Tidyverse

R is an old programming language that was written as a re-implementation of the even older language, S. Over the years this has meant that R has gained many different layers and methods of doing things. This has created lots of inconsistencies and cruft, with R sometimes behaving in strange and unexpected ways that can be confusing for new users, and not suited to applications in modern data science.

The tidyverse is a coherent collection of modern R packages that solves this problem. It is a coherent system of packages for data manipulation, exploration and visualization that share a common design philosophy. The packages were originally mostly developed by Hadley Wickham, but have been expanded by several contributers and has now developed into a thriving and highly supportive community.

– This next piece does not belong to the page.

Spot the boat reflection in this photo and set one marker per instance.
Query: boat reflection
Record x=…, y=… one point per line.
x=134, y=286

There is lots of information about tidyverse on the web, e.g. R for Data Science (2e) is an online book by Hadley Wickham, Mine Çetinkaya-Rundel and Garrett Grolemund, that teaches the concepts of tidy data and shows how R with the tidyverse will help you create tidy data workflows. Modern R is the tidyverse, and it is strongly recommend that you use the tidyverse when you use R for data science.

Tidyverse philosophy

The goal of tydiverse is to help you create and work with tidy data. Tidy data is data where:

  • Each variable is a column; each column is a variable.
  • Each observation is a row; each row is an observation.
  • Each value is a cell; each cell is a single value.

Installing and loading the tidyverse

You can install and use tidyverse by typing:

install.packages("tidyverse")

library(tidyverse)

This will download and then import tidyverse modules. Remember you only need to run install.packages("tidyverse") once. You should see something similar to this printed:

── Attaching core `tidyverse` packages ────────────────────────────────────────────────────────────────── `tidyverse` 2.0.0 ──
✔ dplyr     1.1.4     ✔ readr     2.1.5
✔ forcats   1.0.0     ✔ stringr   1.5.1
✔ ggplot2   3.5.1     ✔ tibble    3.2.1
✔ lubridate 1.9.3     ✔ tidyr     1.3.1
✔ purrr     1.0.2     
── Conflicts ──────────────────────────────────────────────────────────────────────────────────── tidyverse_conflicts() ──
✖ dplyr::filter() masks stats::filter()
✖ dplyr::lag()    masks stats::lag()
ℹ Use the conflicted package (<http://conflicted.r-lib.org/>) to force all conflicts to become errors

This shows that the nine core tidyverse modules have been loaded:

It also shows that the modern dplyr::filter and dplyr::lag functions replace the older stats::filter and stats::lag functions.

Exercise

Install and load the tidyverse. Use the links above for the nine modules to find out exactly what each package provides.

From the links in the page, the tidyverse packages are:

  • dplyr - provides a set of data manipulation functions arranged around a consistent grammar for data manipulation. This includes, for example, filtering, selecting, mutating and arranging data.
  • forcats - provides updated and more consistent tools for handling R factors (ways of representing catagorical data).
  • ggplot2 - a package for creating fantastic graphs and visualisations of tidy data. It is built on the concept of a grammar for graphics, which, once understood, provides a straightforward and consistent interface for creating sophisticated graphs and plots of tidy data.
  • lubridate - makes easier and more unintuitive to work with date-times.
  • purrr - provides a functional programming toolkit, e.g. enabling you to perform functions on selected data within a tibble via mapping.
  • readr - provides an updated version of R’s data reading functions, bringing greater consistency and more predictable behaviour.
  • stringr - provides a cohesive set of functions designed to make working with strings as easy as possible.
  • tibble - provides an updated version of a data.frame, the tibble, that is more consistent and better-suited to the needs of modern data science
  • tidyr - provides tools for cleaning and manipulating your data so that it becomes “tidy data”. The tidyverse is built on the concept of tidy data. Tidy data is where every column is a variable, every row is an observation and every cell has a single value. Typically, real-world data needs to be munged to become tidy, e.g. via pivoting, rectangling, nesting etc. This package provides the functions to do this efficiently.